Je cherchais une façon de maintenir au sol ce qui est léger. C’est ça qu’il faut faire, par précaution, pour prévenir la disparition de nos âmes, puisqu’il s’agit d’une espèce à protéger.
On peut se séparer de soi-même. Être là, sans y être, de reculons et en retard.
Faire en sorte que l’humain ne coule pas en dehors de l’humain, mais qu’on puisse quand même y transvider des paysages.
On pourrait s’échapper par les craquelures du monde.
Mieux vaut, pour en finir avec les chutes, s’assurer de joindre ce qui a été disjoint.
Si j’arrivais à me tenir, j’éviterais de me répandre à l’extérieur de moi. Je me retiens trop sur le bord de notre époque : j’ai les ongles noirs.
J’ai des racines qui me partent du dos et m’empêchent de courir après les images. Je suis solide comme un roc, si je ne prends pas de respir.
Les absents savent pour la lumière au bout du silence. Ils laissent des traces d’existences muettes, mais je ne me fais pas prendre : on peut aiguiser une lame de fond même en plein désert.
Quelque chose pour qu’une flaque se dévoile.

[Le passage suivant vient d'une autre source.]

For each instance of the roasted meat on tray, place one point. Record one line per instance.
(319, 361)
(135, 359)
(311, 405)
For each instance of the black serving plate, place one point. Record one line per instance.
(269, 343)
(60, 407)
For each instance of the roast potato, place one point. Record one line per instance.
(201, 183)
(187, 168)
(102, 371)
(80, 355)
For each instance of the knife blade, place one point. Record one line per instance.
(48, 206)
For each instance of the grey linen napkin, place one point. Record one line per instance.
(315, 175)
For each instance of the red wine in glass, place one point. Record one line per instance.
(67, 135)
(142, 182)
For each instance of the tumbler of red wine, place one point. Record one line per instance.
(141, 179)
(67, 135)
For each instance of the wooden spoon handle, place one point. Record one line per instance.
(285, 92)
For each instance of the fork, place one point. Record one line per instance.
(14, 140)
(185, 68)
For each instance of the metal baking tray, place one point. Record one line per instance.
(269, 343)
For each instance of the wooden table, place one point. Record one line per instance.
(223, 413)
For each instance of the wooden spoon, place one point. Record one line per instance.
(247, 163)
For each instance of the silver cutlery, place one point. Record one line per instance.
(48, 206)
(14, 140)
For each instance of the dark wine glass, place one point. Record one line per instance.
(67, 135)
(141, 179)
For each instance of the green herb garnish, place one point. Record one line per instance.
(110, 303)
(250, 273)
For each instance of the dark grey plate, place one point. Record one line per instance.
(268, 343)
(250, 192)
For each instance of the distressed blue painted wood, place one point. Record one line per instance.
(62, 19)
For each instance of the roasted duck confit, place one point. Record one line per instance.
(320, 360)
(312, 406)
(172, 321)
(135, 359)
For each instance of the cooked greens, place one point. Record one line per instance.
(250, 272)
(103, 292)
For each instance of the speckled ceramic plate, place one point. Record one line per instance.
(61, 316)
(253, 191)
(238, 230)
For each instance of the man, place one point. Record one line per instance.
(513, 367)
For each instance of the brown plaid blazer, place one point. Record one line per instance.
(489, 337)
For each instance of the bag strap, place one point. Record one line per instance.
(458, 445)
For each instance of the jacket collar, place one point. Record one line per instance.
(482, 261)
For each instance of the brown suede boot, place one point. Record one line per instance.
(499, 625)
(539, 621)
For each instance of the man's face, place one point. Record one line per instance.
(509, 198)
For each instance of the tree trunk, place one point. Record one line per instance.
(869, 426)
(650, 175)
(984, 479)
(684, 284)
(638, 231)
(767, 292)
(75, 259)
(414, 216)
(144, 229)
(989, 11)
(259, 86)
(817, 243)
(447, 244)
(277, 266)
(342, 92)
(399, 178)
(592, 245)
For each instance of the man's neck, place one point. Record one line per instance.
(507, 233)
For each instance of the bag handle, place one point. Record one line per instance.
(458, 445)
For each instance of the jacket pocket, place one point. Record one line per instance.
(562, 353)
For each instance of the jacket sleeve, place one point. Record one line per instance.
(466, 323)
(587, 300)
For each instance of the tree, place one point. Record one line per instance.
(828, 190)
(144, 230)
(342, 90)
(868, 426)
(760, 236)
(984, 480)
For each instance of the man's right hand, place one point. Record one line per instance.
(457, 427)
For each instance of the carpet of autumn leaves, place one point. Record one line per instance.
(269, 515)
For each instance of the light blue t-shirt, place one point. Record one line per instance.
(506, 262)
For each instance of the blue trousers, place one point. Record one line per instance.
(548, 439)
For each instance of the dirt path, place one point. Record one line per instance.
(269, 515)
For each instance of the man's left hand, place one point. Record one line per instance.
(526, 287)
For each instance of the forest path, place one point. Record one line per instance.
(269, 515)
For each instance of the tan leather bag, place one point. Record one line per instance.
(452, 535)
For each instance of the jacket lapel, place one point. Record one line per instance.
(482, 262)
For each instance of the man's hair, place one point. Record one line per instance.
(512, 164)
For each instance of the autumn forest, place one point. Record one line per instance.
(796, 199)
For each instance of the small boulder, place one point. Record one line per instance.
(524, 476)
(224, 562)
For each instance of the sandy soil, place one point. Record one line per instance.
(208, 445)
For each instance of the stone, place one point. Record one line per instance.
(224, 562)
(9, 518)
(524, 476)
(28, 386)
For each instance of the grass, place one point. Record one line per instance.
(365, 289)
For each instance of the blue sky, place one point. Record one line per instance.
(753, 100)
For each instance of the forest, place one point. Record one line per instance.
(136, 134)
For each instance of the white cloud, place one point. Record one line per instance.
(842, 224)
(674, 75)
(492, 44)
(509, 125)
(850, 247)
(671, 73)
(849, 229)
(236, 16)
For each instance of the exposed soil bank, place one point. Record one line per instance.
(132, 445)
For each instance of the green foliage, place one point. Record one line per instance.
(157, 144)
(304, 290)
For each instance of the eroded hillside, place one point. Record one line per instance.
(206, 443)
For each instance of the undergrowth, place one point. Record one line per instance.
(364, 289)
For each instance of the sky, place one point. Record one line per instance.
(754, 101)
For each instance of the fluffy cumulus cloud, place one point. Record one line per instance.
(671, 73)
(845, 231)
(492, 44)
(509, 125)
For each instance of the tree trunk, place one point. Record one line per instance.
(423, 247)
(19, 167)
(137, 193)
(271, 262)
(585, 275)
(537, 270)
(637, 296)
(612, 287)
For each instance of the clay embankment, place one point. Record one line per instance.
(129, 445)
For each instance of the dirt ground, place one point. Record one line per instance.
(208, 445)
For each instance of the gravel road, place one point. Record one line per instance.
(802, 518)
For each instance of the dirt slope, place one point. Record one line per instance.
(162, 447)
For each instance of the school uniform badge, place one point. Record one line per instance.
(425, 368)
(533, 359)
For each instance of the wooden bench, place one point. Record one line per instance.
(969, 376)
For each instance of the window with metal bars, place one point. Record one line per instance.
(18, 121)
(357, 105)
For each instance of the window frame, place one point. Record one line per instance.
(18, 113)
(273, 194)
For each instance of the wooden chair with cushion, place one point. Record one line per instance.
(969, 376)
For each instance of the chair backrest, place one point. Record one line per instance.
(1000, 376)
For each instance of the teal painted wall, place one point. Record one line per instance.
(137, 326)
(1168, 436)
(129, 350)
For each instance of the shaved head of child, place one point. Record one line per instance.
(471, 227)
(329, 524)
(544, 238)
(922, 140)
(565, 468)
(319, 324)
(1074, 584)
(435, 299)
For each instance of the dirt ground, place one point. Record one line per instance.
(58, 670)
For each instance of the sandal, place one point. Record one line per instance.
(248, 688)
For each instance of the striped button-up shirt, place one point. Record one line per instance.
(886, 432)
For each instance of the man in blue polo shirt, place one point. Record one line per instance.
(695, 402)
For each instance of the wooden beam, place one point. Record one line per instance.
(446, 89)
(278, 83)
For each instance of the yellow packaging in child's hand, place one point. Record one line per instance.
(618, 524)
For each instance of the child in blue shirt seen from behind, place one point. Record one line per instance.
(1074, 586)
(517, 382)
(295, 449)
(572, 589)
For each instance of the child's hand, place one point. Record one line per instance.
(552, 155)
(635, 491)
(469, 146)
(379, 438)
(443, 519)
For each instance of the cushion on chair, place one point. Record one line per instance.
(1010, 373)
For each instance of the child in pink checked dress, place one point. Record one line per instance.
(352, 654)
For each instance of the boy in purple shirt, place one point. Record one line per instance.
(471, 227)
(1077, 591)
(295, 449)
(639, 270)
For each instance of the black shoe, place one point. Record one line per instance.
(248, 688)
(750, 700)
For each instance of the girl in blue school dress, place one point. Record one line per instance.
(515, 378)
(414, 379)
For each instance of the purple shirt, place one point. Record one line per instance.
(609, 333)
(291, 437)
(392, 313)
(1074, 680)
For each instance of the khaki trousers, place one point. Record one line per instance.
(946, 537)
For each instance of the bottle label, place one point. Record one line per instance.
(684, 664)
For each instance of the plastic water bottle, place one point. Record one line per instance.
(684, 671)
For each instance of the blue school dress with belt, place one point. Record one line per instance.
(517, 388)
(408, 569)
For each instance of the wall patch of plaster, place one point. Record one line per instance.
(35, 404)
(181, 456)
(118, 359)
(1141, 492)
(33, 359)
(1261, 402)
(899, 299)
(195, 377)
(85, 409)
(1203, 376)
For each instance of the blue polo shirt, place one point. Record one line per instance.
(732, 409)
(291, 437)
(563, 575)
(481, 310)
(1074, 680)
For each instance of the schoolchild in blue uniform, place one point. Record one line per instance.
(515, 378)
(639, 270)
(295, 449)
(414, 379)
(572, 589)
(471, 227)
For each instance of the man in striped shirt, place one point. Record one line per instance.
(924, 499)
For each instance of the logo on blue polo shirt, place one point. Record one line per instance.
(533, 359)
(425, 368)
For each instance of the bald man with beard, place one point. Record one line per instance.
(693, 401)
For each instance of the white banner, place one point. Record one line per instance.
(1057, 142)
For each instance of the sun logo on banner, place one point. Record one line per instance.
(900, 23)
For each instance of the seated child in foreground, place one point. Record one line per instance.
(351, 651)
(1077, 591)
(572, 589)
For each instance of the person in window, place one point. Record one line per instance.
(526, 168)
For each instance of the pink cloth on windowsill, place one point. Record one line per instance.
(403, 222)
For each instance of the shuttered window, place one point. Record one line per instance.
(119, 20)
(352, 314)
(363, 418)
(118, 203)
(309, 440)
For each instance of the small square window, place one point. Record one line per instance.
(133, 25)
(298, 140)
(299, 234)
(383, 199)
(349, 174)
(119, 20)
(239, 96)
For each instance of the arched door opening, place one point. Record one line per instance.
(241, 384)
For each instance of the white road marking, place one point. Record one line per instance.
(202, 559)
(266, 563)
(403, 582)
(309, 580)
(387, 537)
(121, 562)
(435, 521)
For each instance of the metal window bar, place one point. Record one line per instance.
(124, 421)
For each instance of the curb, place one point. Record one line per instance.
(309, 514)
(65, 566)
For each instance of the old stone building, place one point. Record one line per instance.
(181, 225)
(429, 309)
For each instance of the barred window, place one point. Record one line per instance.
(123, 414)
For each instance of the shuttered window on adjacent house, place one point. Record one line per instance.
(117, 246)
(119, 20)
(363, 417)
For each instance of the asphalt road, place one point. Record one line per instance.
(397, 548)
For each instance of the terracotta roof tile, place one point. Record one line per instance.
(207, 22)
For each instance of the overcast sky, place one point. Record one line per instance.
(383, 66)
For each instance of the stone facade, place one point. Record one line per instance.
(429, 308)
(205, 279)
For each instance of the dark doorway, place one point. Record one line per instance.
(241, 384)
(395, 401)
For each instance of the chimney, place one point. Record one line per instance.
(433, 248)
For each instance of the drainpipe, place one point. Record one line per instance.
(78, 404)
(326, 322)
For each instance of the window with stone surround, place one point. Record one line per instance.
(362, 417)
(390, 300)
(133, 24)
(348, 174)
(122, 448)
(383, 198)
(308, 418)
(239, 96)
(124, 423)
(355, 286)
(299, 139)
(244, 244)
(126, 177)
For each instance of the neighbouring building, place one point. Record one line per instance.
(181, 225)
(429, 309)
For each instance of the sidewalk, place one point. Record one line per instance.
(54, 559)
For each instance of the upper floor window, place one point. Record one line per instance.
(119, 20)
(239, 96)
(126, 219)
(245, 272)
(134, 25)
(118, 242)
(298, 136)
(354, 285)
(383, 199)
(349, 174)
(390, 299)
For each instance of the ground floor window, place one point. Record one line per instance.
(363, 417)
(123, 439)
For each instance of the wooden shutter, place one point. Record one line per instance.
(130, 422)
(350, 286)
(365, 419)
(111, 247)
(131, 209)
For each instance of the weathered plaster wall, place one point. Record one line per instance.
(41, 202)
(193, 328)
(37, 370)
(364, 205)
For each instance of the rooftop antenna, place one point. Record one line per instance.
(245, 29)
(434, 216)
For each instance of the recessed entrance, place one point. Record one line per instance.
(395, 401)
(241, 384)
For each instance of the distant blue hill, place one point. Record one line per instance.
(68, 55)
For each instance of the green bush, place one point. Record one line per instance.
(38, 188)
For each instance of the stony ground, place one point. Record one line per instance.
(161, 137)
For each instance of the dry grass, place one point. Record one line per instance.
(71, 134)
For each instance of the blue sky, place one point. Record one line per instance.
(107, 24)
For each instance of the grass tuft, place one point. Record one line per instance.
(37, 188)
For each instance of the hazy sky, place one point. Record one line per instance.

Une fenêtre inattendue dans un mur aveugle et myope.
Le bout des doigts qui s’écartent comme des lèvres pour saisir à pleine bouche ce qu’on contourne d’habitude.
Qu’est-ce qui dégouline de nos yeux et à travers les lignes? Combien de fois, encore, devrai-je trébucher pour me réparer?
J’ai toujours préféré la disparition des choses à leur apparition.
Image ci-haut : Humus, 2001 Extrait de Territoires et paysages métaphysiques, 2001-2014 Tirages argentiques sur papier Ilford Multigrade Format : 50,6 cm x 61 cm et 117 cm x 91,5 cm Collection : MNBAQ
I was searching for a way to keep weightless things down. That’s what you do, if you want to prevent our souls from blowing away. They’re an endangered species.
You can get separated from yourself. You’re there, but not there, half-hearted, running late. Making sure the humanity doesn’t leak out of the human. Making sure you can still pour some landscape back in.
Maybe you can escape through the cracks in the world.
But, to move past collapse, you have to put together what has been taken apart.
If I could help it, I wouldn’t always spill out and spread myself around. Too often, I hold myself back on the precipice of our time: my fingernails are black.
I have roots growing out of my back. They keep me down when I try to run after fleeting images. I’m solid as rock, as long as I hold my breath.
The absent ones know about the light at the end of silence. They leave behind the marks of mute lives. But I’m not fooled: even in the middle of the desert, you can ride a tidal wave.
Something happens, and a puddle shows itself. An unexpected window in a blind and short-sighted wall.
Fingertips part like lips, the open mouth swallows what we usually avoid.
What trickles from our eyes? What seeps through the lines? How many times will I have to stumble before I’m whole again?
I’ve always preferred the disappearance of things to their appearance.